Strache: Wenn ich darauf antworten darf: Wenn jemand zu mir oder zum Bundeskanzler mit konkreten Hinweisen oder Belegen für einen Amtsmissbrauch kommt, würden wir selbstverständlich auch Anzeige bei der Staatsanwaltschaft erstatten.

STANDARD: Natürlich. Ich rede aber davon, dass Kabinettsmitarbeiter bei der Einsatzbesprechung zur Hausdurchsuchung dabei waren.

Strache: Das ist ja normal, dass die Staatsanwaltschaft aufgrund konkreter Verdachtsmomente mit dem Kabinett Kontakt aufnimmt und bespricht, wie eine Hausdurchsuchung stattfinden kann. Das ist die Entscheidung der Staatsanwaltschaft, sie ist Herrin des Verfahrens.

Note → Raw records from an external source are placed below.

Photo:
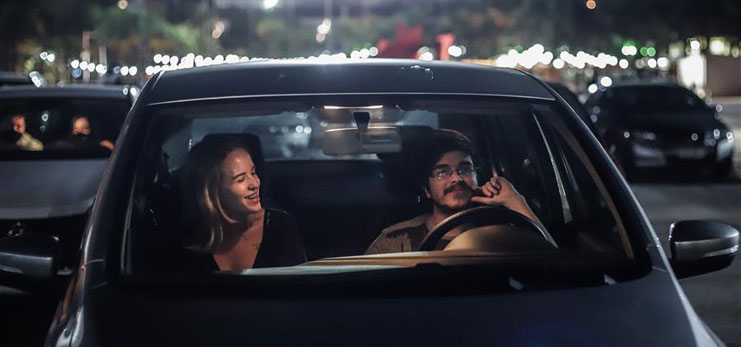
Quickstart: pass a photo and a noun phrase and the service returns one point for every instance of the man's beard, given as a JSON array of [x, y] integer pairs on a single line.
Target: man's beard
[[448, 210]]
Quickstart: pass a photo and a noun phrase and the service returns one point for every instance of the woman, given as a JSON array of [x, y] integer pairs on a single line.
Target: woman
[[229, 227]]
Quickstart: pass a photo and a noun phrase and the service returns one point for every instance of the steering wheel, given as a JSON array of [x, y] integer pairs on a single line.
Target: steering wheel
[[483, 215]]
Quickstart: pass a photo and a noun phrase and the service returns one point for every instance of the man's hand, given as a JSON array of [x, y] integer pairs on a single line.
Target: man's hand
[[498, 191]]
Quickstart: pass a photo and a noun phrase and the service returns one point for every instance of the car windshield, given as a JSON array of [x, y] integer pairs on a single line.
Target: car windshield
[[60, 127], [350, 184], [645, 100]]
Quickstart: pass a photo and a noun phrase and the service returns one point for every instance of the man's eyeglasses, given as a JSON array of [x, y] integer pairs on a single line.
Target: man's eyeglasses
[[445, 172]]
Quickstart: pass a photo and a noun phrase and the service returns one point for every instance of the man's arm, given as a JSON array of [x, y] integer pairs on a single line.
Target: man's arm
[[499, 191]]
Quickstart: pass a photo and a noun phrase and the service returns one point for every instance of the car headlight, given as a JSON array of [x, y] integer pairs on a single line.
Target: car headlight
[[645, 135]]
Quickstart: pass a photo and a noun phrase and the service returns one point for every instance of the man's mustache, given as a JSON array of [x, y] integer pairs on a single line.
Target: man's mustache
[[459, 185]]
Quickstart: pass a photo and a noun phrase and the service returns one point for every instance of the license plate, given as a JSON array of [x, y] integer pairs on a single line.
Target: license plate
[[690, 153]]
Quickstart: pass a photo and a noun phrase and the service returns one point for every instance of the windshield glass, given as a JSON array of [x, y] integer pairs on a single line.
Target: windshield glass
[[60, 127], [252, 186], [653, 99]]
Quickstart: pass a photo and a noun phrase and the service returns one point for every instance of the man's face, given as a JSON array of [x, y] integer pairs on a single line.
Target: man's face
[[450, 190], [81, 126], [19, 124]]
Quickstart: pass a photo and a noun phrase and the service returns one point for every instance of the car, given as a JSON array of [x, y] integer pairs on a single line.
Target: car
[[49, 180], [8, 78], [652, 125], [542, 241]]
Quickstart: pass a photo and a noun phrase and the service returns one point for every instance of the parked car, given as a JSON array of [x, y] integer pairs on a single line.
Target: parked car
[[659, 125], [8, 78], [54, 146], [590, 271]]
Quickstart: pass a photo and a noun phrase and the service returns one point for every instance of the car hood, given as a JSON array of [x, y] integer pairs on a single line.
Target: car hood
[[33, 189], [650, 311], [668, 122]]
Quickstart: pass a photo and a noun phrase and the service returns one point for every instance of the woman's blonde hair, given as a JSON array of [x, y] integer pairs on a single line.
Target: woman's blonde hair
[[201, 186]]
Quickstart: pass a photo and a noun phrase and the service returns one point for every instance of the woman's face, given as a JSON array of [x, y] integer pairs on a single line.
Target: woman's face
[[240, 189]]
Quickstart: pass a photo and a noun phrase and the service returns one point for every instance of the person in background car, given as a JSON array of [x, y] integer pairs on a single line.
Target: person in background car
[[19, 137], [448, 176], [81, 134], [230, 229]]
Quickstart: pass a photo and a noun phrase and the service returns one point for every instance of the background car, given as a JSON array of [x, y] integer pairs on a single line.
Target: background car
[[48, 192], [607, 282], [660, 125]]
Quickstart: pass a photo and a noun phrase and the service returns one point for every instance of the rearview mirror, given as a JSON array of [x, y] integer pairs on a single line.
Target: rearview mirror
[[346, 141], [699, 247], [28, 258]]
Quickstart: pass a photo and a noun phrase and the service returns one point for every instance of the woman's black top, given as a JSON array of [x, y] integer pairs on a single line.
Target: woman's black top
[[281, 246]]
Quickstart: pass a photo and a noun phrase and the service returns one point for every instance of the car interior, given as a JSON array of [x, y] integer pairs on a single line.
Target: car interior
[[341, 202]]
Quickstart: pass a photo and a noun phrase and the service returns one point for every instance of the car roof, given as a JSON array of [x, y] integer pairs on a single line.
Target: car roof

STANDARD: Wobei Sie auf Facebook ja auch schon den Verdacht geäußert haben, dass es im BVT einen "Staat im Staat" geben könnte. Was haben Sie damit gemeint?

Strache: Sie reißen das aus dem Zusammenhang. Ich habe einen Beitrag geteilt, in dem der frühere BVT-Chef Gerhard Polli von Günstlingswirtschaft und Freunderlwirtschaft gesprochen hat, und das habe ich mit einem Fragezeichen versehen. Wenn solche konkreten Verdachtsmomente auf Korruption vorliegen, dann bereitet mir das Sorge und dann darf es eben nicht sein, dass es einen Staat im Staat gibt. Deshalb ist es so wichtig, dass es volle Aufklärung gibt. Man kann nur hoffen, dass das alles nicht stimmt.

"Man kann nur hoffen, dass das alles nicht stimmt", meint Strache zu den Korruptionsvorwürfen gegen BVT-Bedienstete.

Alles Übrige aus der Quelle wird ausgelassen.